风雪尽头,一道满身伤痕、气息奄奄的黑衣男子缓缓走来,身形踉跄,满身血污,却身姿挺拔,眉眼坦荡磊落。
是真正的沈惊寒!
他重伤未愈,浑身布满深浅不一的伤疤,左眉下那道专属疤痕清晰可见,眼神澄澈坦荡,绝无拓跋宸的阴狠狡诈。
沈清辞浑身一震,泪水瞬间决堤,所有的坚强、隐忍、恨意,在见到亲兄长的这一刻,尽数崩塌。
“哥!”她哽咽出声,再也克制不住情绪。
沈惊寒艰难抬手,安抚地看向她,随后转头看向满脸错愕的萧烬珩,声音虚弱却清晰:“陛下隐忍多年,背负千古骂名,皆是为了护我沈家,护大靖江山。”
一语落地,全场哗然。
萧烬珩身躯微僵,眼底的偏执与愤怒缓缓褪去,只剩无尽的疲惫与隐忍。
沈惊寒喘着粗气,缓缓道出尘封数年的真相:“当年先帝驾崩,真正祸乱朝堂、勾结外敌的,是后宫太后与一众老臣。他们忌惮沈家兵权,忌惮先帝遗诏,设局栽赃沈家,逼迫陛下两难抉择。”

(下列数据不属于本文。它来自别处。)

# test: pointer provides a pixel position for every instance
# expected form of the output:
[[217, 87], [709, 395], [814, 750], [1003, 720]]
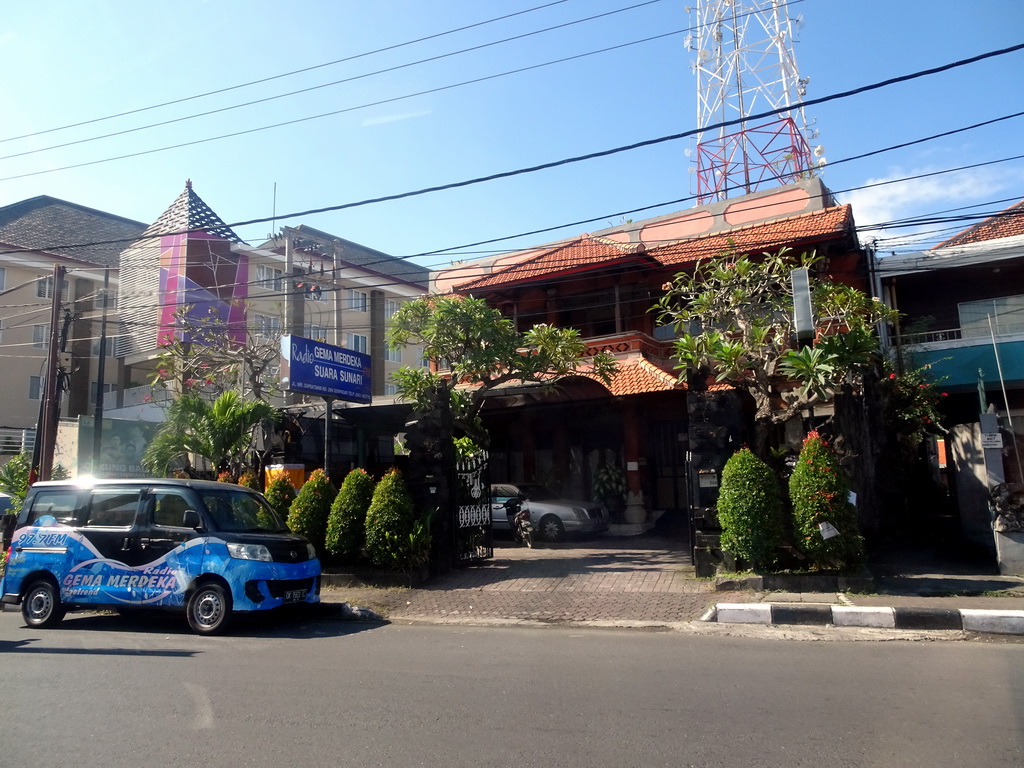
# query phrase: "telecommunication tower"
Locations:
[[745, 67]]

“陛下若保全沈家,便会被扣上徇私叛国的罪名,皇位不保,沈家也会被彻底诛灭;他只能假意狠心,当众宣判沈家死罪,暗中护住沈家残余旧部,隐忍布局,只为揪出幕后真正的叛国黑手!”
沈惊寒话音落下,抬手撕开衣襟,露出胸口一道致命旧伤,语气沉痛:“而我重伤假死,多年潜伏,查到最终真相——此次所有阴谋的幕后主使,是你最亲近之人,陛下。”
沈惊寒胸口的旧伤狰狞可怖,是当年为掩护萧烬珩、抵挡太后势力追杀所留,险些丧命。
他目光锐利,直直看向萧烬珩,吐出惊天谜底:“幕后所有阴谋,栽赃沈家、挑拨你我、伪造罪证、意图颠覆江山的人,是你的亲妹妹,安乐公主萧灵月!”
萧烬珩浑身一震,脸色瞬间惨白,难以置信地摇头:“不可能!灵月自幼温顺乖巧,天真纯粹,从未参与朝堂权谋,怎会是幕后黑手?”
在他心中,萧灵月是自幼疼宠长大的亲妹,是冰冷宫廷里唯一的暖意,绝无半分作恶可能。
“天真?”沈惊寒冷笑一声,拿出一枚血色令牌,“此乃北疆异族与叛党联络的专属令牌,上面刻着安乐公主的专属纹饰。她自幼记恨你偏爱沈清辞,嫉妒沈家荣光,暗中勾结异族,依附太后势力,步步为营,谋划数年!”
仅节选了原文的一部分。